Latex Movie Review: Leaving Las Vegas

Robotstore
The lovable drunk has been part of Hollywood for the longest time. From Arthur Housman who played the drunk in nearly 100 films during the 1930s including five with Laurel and Hardy to Hal Smith's Otis the Drunk on The Andy Griffith Show to Dudley Moore who played memorable drunks in Arthur and 10. But whenever it came to movies that dealt with the downside of alcoholism, such as The Lost Weekend or Barfly, Hollywood has always felt the need to tack on a happy ending, usually with the lead character vowing to become sober. This is not the case with Leaving Las Vegas, a film which allows the lead character to kill himself with alcohol poisoning by deliberately going on a four week drinking binge.
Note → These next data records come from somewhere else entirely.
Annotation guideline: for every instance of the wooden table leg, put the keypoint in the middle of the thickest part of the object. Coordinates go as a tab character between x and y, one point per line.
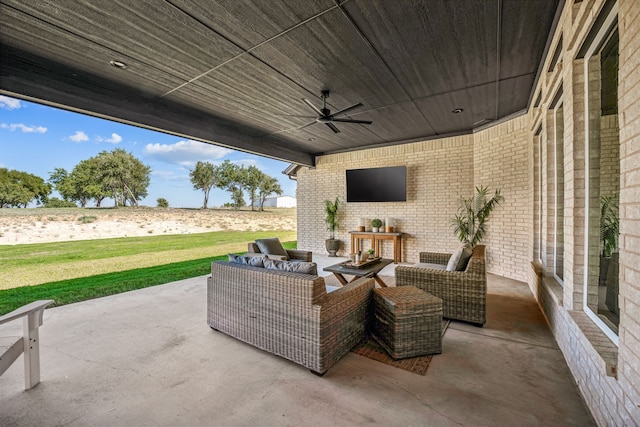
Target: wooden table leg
380	281
340	278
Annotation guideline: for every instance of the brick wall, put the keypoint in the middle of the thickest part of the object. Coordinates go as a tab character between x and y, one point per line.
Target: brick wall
608	375
628	390
501	159
438	173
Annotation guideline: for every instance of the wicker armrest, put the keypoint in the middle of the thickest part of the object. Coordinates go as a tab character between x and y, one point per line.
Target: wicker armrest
300	254
434	258
344	319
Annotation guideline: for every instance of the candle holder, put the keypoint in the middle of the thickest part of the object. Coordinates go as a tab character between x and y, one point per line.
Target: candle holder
388	225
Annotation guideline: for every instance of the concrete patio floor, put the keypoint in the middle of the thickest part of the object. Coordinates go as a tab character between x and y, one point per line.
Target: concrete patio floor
148	358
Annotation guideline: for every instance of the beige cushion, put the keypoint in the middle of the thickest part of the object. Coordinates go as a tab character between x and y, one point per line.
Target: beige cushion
430	266
452	265
295	267
247	260
464	259
272	247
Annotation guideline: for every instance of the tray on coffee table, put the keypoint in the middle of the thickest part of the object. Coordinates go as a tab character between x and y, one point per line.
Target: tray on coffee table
363	264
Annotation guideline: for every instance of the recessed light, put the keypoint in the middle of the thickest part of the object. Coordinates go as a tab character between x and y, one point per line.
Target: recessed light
118	64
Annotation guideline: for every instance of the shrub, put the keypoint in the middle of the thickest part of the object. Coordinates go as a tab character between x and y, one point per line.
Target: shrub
54	202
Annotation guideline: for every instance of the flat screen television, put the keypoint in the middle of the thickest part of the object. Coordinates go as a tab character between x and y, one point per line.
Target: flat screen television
377	184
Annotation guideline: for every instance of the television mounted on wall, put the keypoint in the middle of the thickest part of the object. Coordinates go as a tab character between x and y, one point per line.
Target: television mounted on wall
388	184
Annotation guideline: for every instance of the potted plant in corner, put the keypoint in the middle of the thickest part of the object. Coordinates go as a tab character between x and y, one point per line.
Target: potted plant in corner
331	219
469	222
609	231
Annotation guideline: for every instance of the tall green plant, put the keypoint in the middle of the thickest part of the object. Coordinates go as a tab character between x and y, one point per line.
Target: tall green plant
469	223
609	224
331	218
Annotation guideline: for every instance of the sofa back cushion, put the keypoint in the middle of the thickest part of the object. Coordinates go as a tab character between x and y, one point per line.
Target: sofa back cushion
255	261
459	259
294	267
272	246
261	284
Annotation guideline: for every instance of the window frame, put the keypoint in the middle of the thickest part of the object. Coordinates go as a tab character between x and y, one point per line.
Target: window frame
608	27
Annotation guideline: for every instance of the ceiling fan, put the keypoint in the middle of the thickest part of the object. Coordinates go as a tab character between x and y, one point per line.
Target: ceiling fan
325	116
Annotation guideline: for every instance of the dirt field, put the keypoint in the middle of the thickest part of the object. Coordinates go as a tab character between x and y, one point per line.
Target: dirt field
39	225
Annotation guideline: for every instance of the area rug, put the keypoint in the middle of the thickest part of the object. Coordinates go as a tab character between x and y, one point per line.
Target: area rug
370	349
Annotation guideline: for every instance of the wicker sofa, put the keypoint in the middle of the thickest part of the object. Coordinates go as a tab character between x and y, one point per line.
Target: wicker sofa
463	293
288	314
292	254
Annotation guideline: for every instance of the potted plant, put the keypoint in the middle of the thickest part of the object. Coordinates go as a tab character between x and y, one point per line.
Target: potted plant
609	232
469	222
331	219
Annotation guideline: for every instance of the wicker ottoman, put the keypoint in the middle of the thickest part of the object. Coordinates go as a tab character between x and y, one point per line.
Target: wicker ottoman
407	321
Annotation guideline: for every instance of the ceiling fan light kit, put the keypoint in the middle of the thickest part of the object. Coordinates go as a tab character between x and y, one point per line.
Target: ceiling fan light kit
325	116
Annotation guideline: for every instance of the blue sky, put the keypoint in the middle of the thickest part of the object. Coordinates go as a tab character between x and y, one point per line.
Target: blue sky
36	139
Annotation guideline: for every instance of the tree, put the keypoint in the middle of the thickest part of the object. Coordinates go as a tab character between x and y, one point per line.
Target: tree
268	186
203	177
18	189
125	177
237	197
251	182
230	177
469	224
54	202
85	178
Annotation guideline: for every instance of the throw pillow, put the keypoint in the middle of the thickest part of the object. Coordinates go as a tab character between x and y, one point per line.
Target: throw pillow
295	267
455	258
272	246
254	261
464	259
430	266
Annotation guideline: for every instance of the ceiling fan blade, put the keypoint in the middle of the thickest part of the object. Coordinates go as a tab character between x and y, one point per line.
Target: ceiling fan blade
332	127
310	104
346	110
364	122
294	115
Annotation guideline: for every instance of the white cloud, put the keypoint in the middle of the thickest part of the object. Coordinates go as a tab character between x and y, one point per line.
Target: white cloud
115	138
164	175
246	162
185	153
24	128
79	136
9	103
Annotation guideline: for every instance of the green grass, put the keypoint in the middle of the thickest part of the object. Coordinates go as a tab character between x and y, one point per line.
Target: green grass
83	250
76	290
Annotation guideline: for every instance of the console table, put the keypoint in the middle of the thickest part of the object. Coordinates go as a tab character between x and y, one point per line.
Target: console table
376	239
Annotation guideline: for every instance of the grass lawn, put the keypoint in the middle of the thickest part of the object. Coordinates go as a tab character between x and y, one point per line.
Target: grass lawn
35	264
81	289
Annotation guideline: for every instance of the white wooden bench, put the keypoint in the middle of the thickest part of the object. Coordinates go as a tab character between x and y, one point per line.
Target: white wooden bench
29	343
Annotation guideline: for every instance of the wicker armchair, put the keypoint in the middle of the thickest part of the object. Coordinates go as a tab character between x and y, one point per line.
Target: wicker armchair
294	254
288	314
463	293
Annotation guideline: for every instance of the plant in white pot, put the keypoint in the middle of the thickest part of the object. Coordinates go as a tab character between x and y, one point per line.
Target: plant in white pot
331	219
469	224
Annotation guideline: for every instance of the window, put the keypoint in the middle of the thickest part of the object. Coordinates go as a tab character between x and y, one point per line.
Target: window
553	252
602	164
537	194
558	210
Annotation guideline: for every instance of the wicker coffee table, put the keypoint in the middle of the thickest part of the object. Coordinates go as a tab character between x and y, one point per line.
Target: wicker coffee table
371	270
407	321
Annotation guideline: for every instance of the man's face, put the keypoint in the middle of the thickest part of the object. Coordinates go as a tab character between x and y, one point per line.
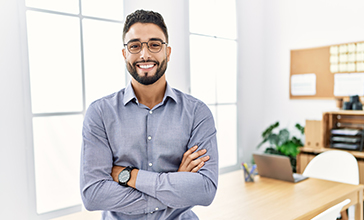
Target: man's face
146	67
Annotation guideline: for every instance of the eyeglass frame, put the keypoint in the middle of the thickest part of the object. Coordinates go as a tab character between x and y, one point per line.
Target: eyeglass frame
145	42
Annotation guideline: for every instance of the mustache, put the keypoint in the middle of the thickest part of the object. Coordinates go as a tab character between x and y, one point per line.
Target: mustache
145	61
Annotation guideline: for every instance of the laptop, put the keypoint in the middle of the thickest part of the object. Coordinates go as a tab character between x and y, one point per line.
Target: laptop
276	167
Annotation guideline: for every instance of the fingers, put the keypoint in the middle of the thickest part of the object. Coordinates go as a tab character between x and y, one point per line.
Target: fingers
192	160
188	153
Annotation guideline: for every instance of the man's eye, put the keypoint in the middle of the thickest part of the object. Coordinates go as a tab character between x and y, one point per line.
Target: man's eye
154	45
134	46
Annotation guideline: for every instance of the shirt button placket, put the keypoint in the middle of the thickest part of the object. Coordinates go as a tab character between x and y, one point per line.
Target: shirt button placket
149	139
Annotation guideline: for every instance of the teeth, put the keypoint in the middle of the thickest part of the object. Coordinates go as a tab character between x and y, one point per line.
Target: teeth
146	66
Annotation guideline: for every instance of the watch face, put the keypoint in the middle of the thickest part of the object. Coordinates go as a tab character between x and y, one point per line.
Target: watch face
124	176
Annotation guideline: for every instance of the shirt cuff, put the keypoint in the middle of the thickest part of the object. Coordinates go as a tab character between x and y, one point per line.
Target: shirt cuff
146	182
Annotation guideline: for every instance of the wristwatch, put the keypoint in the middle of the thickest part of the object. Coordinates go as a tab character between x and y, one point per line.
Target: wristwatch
124	175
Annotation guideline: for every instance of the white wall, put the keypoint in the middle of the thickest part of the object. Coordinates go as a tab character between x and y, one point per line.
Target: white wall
14	194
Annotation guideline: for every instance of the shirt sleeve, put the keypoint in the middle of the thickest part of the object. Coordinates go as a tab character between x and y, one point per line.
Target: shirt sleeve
183	189
98	190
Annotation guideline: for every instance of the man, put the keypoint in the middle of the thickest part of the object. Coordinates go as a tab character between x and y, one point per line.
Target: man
149	151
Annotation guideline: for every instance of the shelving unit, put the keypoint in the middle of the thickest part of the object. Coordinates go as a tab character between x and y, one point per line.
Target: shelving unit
319	136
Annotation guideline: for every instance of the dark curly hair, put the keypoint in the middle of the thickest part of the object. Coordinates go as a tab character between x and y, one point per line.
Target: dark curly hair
143	16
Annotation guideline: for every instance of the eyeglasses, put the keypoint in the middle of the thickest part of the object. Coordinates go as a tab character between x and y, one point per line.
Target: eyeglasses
135	46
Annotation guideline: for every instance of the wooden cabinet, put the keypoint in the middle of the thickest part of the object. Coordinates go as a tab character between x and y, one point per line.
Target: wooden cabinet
322	142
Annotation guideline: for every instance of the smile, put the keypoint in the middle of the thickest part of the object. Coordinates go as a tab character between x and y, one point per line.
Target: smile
146	66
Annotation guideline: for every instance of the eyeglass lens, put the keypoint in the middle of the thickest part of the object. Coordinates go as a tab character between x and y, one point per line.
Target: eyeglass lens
154	46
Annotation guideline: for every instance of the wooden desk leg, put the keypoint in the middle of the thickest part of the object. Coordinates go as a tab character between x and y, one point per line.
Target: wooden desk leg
359	207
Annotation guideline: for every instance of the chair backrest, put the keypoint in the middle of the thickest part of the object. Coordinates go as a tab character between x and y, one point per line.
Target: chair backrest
331	213
334	165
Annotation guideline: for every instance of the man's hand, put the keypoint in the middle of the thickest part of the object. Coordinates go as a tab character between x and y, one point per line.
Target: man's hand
190	163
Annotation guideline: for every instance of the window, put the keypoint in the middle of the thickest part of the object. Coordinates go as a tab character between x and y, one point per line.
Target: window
213	58
75	57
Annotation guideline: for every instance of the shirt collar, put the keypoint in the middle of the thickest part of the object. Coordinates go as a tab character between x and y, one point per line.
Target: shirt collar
130	95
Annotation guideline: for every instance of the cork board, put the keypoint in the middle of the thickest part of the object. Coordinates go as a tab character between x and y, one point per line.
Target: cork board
319	62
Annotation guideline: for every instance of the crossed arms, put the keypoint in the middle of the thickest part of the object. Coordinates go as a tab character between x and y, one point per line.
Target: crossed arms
193	183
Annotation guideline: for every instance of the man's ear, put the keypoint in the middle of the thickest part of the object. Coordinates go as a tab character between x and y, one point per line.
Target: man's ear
169	50
124	53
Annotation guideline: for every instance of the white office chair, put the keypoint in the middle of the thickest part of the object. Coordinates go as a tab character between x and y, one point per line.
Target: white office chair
334	165
331	213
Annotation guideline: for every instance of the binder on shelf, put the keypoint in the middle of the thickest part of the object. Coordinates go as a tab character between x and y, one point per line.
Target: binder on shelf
347	138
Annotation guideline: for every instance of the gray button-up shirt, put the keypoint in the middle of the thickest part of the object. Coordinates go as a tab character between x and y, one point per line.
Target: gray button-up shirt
118	130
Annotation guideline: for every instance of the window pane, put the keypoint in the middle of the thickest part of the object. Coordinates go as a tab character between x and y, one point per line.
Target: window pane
57	144
226	19
104	66
202	17
203	64
213	76
227	135
110	9
213	18
226	69
54	62
68	6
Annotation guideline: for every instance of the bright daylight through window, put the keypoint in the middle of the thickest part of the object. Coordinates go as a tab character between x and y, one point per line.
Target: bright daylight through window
74	58
213	51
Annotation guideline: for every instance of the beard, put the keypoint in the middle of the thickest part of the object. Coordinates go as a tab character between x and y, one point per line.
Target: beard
145	79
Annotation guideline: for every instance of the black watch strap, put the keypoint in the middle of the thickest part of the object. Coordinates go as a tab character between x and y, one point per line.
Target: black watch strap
124	175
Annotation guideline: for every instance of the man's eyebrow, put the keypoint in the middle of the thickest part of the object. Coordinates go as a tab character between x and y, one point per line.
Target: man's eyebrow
138	39
156	39
133	40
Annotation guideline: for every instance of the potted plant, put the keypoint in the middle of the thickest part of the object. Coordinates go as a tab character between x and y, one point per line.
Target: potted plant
282	143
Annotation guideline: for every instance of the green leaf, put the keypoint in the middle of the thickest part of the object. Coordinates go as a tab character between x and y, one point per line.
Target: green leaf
273	139
283	136
269	130
300	128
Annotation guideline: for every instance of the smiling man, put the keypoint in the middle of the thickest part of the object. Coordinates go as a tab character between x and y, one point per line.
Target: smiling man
149	151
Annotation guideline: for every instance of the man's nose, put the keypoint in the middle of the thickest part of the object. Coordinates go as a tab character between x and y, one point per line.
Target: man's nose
145	53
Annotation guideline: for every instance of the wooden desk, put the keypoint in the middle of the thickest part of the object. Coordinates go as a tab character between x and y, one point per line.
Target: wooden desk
274	199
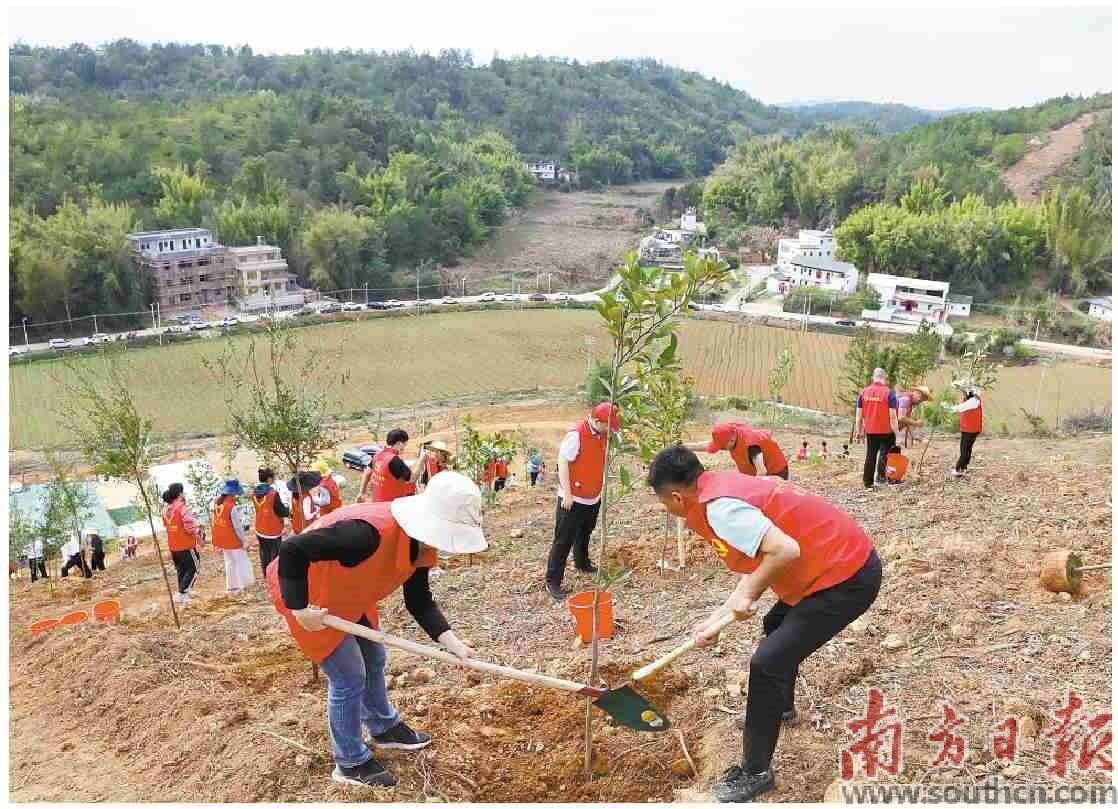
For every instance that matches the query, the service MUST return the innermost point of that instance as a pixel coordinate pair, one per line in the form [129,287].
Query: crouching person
[344,565]
[818,562]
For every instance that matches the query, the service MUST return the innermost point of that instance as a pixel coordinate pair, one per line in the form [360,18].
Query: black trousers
[572,531]
[877,445]
[269,549]
[186,568]
[966,444]
[790,635]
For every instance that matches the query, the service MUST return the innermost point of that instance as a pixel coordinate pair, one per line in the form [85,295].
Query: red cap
[604,411]
[719,437]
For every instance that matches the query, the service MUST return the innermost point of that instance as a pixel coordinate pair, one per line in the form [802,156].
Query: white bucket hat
[446,516]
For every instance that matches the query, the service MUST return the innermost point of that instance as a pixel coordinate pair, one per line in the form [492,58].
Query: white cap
[447,515]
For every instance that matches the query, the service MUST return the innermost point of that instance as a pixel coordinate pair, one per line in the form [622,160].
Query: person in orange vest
[875,418]
[183,539]
[754,451]
[346,565]
[581,466]
[387,476]
[271,514]
[815,558]
[969,411]
[230,536]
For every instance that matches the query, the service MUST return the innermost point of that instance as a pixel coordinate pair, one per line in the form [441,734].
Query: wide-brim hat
[446,516]
[306,482]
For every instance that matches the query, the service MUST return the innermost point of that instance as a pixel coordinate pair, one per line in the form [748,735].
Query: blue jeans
[357,694]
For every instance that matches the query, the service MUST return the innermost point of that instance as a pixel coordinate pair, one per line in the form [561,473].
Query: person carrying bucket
[346,565]
[754,451]
[581,466]
[817,560]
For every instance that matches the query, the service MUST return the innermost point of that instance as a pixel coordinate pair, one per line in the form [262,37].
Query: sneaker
[371,773]
[401,738]
[740,787]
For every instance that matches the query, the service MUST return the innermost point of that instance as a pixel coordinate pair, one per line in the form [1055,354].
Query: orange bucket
[581,606]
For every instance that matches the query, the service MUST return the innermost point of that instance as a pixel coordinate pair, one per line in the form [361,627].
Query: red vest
[770,450]
[970,421]
[266,523]
[874,400]
[832,545]
[178,539]
[586,469]
[351,592]
[335,496]
[225,535]
[385,485]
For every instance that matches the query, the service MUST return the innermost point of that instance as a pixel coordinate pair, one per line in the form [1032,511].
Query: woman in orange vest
[815,558]
[387,476]
[271,513]
[969,411]
[183,538]
[754,451]
[581,466]
[230,536]
[350,561]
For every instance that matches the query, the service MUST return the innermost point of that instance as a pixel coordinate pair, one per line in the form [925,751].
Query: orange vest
[351,592]
[335,496]
[896,466]
[586,469]
[225,536]
[970,421]
[874,400]
[832,545]
[385,485]
[775,463]
[178,539]
[266,523]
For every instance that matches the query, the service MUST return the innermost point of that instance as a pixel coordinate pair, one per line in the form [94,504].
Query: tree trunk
[159,552]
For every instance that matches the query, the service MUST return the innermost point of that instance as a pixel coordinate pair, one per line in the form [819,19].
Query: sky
[937,58]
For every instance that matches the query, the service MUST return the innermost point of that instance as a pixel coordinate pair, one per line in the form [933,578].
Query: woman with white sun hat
[344,565]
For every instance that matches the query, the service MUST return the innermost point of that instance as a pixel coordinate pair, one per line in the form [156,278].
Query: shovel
[623,704]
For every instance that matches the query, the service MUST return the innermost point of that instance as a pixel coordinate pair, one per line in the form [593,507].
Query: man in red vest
[581,466]
[388,477]
[818,562]
[875,418]
[754,451]
[350,561]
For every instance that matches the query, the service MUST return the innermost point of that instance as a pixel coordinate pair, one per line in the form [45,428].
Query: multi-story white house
[1099,307]
[909,300]
[809,244]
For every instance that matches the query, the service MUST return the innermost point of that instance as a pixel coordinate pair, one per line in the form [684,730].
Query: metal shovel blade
[631,710]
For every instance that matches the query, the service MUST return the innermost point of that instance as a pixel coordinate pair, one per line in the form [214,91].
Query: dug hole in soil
[226,710]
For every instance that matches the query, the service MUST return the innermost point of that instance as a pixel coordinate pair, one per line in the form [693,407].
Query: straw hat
[446,516]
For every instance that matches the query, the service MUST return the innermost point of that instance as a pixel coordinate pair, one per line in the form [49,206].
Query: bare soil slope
[1028,178]
[226,710]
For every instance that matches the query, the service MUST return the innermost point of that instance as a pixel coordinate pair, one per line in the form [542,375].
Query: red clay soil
[226,708]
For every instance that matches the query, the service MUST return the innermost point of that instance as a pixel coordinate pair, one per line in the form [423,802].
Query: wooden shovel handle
[376,635]
[681,649]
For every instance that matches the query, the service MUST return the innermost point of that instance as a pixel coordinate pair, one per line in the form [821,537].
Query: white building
[265,283]
[1099,308]
[909,300]
[809,244]
[958,305]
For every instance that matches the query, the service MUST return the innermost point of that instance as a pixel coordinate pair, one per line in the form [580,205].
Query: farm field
[226,708]
[443,357]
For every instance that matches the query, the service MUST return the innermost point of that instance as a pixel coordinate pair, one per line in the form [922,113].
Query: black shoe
[401,738]
[371,773]
[740,787]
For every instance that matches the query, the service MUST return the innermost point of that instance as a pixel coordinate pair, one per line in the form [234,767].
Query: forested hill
[614,121]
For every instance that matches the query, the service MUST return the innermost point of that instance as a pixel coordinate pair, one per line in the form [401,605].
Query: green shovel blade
[631,710]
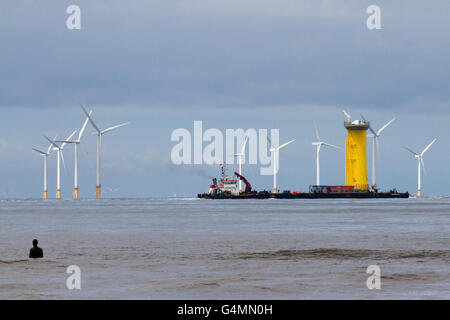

In a 15 minute pre-credit sequence we see the final stages of the downward spiral of alcoholic Ben Sanders ( Nicholas Cage ). Almost always intoxicated he has driven away his last friend and has just lost his job. He confesses to a prostitute that his wife has left him taking his son with her, but cant remember if he began drinking because she left, or if it was his drinking that drove her away. His employer gave him a huge severance check which he decides to use to move out to Las Vegas. His plan is to drink non stop until the alcohol kills him. Upon driving into town he nearly runs over a prostitute named Sera ( Elisabeth Shue ). The next night he seeks her out and pays her $500 to spend a few hours in his room talking and not much else. And in the Hollywood tradition, from just that one meeting Sera falls madly in love with Ben.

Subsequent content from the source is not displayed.